Антонио не опускался до объяснений. Вот оплеуху Стелле отвесить или по заду двинуть – это пожалуйста. Еще мог рявкнуть «Цыц!» или съязвить: «Если тебе тут плохо, катись обратно!»
Разумеется, о возвращении и думать было нечего. В Италии шла война. Фортуны уехали как раз вовремя.
При отце дети робели. Дома Ассунта могла кого-нибудь из них стукнуть деревянным уполовником – всегда справедливо. Наказанный не обижался, потому что мать била без злобы. Вдобавок дети знали назубок все Ассунтины правила; нарушил – сам виноват, получай. С отцом дела обстояли иначе. Правила у Антонио менялись, да и смысл их оставался темен. Что касается злобы, отец ею бурлил, особенно когда бывал пьян.
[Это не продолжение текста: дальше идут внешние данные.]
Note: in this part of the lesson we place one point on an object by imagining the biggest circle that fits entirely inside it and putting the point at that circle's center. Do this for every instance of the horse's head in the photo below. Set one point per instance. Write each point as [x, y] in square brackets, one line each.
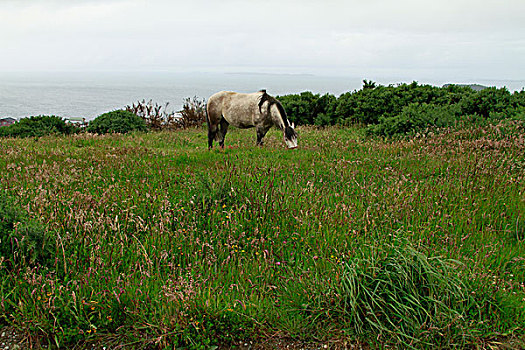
[278, 115]
[290, 136]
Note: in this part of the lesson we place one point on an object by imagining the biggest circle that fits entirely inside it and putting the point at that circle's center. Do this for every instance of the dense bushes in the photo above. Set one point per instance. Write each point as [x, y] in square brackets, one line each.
[38, 126]
[118, 121]
[391, 110]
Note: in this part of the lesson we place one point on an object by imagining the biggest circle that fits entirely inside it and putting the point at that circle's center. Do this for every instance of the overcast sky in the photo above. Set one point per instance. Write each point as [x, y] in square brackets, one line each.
[410, 39]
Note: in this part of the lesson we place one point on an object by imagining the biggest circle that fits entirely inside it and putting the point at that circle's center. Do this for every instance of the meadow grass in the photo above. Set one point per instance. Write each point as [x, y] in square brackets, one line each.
[156, 241]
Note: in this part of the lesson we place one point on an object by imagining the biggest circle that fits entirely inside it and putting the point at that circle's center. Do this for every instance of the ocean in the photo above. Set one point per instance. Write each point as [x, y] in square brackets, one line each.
[88, 95]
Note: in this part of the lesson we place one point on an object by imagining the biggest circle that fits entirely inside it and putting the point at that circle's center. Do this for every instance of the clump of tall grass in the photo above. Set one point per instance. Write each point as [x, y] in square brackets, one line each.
[23, 241]
[402, 295]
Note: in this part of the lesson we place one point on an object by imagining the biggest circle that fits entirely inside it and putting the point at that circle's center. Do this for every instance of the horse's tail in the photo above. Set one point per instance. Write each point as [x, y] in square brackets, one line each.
[208, 123]
[206, 115]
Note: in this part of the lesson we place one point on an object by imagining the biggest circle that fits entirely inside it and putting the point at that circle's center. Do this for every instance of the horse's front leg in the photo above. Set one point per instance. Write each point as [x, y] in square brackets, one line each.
[261, 132]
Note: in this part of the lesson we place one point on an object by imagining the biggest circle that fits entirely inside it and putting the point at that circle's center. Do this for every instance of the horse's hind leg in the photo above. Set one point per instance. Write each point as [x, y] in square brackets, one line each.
[261, 132]
[212, 131]
[223, 130]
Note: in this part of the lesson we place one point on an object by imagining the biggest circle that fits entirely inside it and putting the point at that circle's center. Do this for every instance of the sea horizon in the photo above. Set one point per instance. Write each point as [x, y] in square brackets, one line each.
[89, 94]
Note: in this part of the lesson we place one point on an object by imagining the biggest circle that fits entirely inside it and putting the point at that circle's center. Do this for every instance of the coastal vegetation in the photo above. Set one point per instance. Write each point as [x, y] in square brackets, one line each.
[149, 240]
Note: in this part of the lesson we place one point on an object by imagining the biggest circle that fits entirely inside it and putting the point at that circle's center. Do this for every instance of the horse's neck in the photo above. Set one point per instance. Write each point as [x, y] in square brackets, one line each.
[278, 120]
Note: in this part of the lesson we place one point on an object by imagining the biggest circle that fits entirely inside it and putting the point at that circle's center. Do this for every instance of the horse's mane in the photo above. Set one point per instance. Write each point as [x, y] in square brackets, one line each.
[273, 101]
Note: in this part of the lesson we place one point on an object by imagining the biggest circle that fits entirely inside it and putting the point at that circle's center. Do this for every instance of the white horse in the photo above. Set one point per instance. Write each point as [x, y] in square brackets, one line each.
[258, 110]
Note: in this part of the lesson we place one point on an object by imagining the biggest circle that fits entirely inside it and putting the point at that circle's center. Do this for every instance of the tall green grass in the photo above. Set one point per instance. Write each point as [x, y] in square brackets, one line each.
[158, 242]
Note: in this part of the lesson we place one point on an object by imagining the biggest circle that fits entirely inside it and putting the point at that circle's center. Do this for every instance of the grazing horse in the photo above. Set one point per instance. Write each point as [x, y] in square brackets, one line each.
[258, 110]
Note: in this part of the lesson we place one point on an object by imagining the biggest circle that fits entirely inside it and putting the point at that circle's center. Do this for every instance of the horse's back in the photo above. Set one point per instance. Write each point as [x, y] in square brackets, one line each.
[236, 108]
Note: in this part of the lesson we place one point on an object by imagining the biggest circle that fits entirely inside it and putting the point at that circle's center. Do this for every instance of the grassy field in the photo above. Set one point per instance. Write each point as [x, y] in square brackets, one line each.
[152, 241]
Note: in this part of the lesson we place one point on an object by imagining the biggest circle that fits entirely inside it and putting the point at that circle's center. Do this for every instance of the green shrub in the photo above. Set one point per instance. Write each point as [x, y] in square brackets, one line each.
[23, 241]
[118, 121]
[38, 126]
[308, 109]
[486, 102]
[415, 117]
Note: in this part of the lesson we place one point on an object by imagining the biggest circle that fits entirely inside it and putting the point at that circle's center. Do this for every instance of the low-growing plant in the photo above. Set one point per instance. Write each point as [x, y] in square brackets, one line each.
[119, 121]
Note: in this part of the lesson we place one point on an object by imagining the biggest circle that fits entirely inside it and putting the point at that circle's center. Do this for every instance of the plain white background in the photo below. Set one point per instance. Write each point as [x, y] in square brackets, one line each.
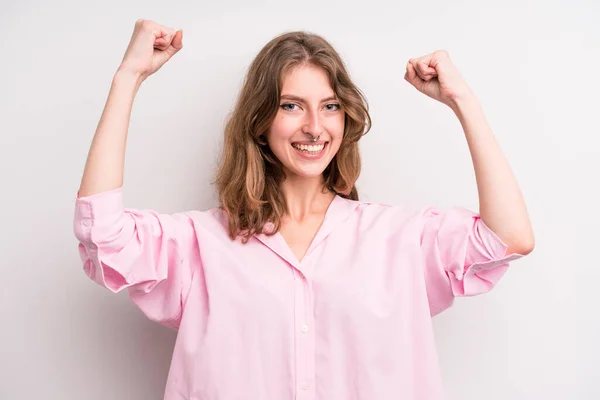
[532, 64]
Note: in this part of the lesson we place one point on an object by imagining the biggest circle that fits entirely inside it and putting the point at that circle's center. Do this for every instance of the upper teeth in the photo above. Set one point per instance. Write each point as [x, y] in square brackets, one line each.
[312, 147]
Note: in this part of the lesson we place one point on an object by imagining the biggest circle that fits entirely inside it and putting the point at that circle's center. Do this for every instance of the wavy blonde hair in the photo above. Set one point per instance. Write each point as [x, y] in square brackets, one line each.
[249, 175]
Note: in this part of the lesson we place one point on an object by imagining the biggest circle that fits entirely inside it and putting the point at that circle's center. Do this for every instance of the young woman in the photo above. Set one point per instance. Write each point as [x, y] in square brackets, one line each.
[293, 288]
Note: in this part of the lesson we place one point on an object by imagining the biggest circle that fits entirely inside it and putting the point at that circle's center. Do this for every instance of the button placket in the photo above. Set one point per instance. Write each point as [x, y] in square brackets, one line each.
[304, 338]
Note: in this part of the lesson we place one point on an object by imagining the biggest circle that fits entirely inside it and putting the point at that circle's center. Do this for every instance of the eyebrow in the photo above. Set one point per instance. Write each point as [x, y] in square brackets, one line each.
[301, 100]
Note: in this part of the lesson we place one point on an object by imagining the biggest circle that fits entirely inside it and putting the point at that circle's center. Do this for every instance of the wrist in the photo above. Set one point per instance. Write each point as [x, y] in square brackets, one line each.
[462, 103]
[128, 75]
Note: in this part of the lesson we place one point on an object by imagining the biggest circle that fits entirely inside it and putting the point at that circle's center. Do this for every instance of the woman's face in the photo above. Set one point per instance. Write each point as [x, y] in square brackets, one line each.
[307, 108]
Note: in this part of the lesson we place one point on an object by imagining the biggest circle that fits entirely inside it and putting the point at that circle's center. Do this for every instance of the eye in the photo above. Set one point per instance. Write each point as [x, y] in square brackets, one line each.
[288, 106]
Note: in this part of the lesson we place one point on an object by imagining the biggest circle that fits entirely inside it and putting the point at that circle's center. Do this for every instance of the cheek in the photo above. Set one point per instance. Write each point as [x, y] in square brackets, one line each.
[281, 128]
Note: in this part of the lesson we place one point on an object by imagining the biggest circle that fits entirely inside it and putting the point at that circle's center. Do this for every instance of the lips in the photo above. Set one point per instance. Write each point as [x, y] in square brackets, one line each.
[310, 151]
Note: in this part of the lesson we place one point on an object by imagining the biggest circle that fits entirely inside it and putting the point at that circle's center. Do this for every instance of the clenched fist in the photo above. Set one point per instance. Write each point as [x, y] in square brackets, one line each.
[150, 47]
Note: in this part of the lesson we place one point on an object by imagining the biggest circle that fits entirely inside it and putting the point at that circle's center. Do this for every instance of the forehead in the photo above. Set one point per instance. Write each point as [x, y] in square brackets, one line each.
[306, 81]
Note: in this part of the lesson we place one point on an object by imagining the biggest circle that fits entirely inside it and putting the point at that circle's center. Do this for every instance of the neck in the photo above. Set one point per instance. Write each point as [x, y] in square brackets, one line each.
[305, 197]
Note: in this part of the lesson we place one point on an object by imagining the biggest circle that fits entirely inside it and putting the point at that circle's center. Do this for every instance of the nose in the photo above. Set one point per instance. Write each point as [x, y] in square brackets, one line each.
[312, 124]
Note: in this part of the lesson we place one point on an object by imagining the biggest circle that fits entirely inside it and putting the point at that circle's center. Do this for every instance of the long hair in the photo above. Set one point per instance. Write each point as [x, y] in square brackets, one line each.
[249, 175]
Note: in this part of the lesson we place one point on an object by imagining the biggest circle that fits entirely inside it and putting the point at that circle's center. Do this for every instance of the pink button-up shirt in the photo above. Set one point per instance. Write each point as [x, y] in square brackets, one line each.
[352, 320]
Хорошо еще, что пару раз в неделю он давал семье отдых – вообще домой не являлся.
Впервые он не пришел ночевать в конце января, когда Ассунта с детьми прожили в Хартфорде всего четыре недели. Ассунта приготовила ужин, накрыла на стол. Ждали отца. Пробило девять, а его все не было. Тогда Ассунта разложила по тарелкам остывшую пасту, которую съели поспешно и без аппетита. Едва братья покончили с ужином, Стелла погнала их спать. В другое время Джузеппе покочевряжился бы, но тут, прихватив радиоприемник, послушно пошел вслед за Луи в спальню.
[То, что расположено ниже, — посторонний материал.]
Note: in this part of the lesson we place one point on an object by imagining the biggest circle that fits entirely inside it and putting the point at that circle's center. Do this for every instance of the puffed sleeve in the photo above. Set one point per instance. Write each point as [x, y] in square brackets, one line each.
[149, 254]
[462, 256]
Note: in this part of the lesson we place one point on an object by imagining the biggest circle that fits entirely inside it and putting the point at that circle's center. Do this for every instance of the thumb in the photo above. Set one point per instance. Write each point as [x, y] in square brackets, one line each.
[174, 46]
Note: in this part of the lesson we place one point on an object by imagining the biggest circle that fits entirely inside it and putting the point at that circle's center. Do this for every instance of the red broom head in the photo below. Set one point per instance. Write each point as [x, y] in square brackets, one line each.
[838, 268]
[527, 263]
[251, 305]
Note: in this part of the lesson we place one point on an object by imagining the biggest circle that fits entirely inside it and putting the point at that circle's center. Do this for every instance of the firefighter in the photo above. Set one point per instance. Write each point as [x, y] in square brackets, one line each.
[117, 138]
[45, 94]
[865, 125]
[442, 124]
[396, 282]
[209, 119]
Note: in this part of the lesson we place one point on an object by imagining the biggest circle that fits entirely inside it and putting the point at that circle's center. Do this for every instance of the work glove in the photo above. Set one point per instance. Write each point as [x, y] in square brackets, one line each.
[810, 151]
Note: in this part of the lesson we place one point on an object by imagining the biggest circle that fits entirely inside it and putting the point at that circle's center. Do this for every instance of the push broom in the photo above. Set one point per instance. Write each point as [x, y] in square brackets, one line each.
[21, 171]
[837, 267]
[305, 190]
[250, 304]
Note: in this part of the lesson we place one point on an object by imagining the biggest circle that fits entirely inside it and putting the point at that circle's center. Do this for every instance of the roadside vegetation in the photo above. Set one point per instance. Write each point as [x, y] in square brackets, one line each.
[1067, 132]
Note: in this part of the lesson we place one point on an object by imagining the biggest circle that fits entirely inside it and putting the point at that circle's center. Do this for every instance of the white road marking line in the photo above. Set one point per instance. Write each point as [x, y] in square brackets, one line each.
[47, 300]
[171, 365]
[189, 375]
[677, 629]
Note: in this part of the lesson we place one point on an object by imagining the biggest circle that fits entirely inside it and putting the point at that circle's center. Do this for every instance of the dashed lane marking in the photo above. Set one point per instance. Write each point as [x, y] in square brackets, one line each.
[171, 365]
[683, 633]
Едва мальчики скрылись, Тина в четвертый раз спросила:
– Стелла, где же папа?
Будто Антонио Стелле докладывал!
Досадуя на сестру-зануду, Стелла все же постаралась ответить ровным тоном. В конце концов, Тина ведь не виновата.
– Не волнуйся, – сказала Стелла. – Ничего ему не сделается. Он тот еще громила.